Kopplung von Energiesektoren: Bestehende Raumplanungsinstrumente reichen aus
Bern, 13.03.2026 — Der Bundesrat sieht keinen Handlungsbedarf, Standorte für die Verbindung unterschiedlicher Energiesektoren mit raumplanerischen Massnahmen zu sichern. Zu diesem Schluss kommt ein Bericht zu einem Postulat, den der Bundesrat an seiner Sitzung vom 13. März 2026 verabschiedet hat.
Das Postulat Schaffner (23.3125) verlangt Klärung, ob sektorübergreifende Energienetze zu planen und Standorte für die Sektorkopplung raumplanerisch zu sichern sind. Unter Sektorkopplung versteht man Technologien, die verschiedene Energiesektoren (Strom, Gas, Wärme und Mobilität) miteinander verbinden und steuern. Dabei wird Energie umgewandelt: Strom und Wärme können beispielsweise durch Wärmekraftkopplung aus Gas entstehen.

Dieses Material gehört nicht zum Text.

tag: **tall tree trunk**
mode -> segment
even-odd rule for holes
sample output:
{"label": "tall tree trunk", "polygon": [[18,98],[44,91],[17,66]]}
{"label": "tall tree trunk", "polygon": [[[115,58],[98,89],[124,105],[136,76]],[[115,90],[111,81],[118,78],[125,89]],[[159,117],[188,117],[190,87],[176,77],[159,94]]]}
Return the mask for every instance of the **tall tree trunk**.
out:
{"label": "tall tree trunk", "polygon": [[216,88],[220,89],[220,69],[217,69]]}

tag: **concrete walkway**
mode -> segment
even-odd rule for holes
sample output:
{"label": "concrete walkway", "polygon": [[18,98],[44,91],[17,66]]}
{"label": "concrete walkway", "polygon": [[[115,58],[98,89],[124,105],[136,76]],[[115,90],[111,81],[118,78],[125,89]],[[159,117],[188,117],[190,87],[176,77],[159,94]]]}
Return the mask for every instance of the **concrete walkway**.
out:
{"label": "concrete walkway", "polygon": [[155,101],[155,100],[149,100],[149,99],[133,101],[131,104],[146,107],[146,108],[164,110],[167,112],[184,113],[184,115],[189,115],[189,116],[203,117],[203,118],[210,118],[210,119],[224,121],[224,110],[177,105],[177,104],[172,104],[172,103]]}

Der Bundesrat schreibt in seinem Bericht, dass die bestehenden Raumplanungsinstrumente Richt- und Nutzungsplan für grössere Anlagen zur Sektorkopplung ausreichen. Dies gilt auch für so genannte Multi-Energy Hubs, die mehrere Sektoren miteinander koppeln und viel Platz benötigen. Bevor ein Nutzungs- oder Richtplan angepasst wird, müssen Energieunternehmen klären, wo Sektorkopplung möglich und am besten geeignet ist.
Die künftige Nachfrage nach Produkten und Dienstleistungen der Sektorkopplung ist noch unklar. Der Bundesrat will daher erst den Bedarf klären, bevor eine räumliche Energieplanung in Angriff genommen wird. Dafür sollen die Resultate der Energieperspektiven 2060 abgewartet werden.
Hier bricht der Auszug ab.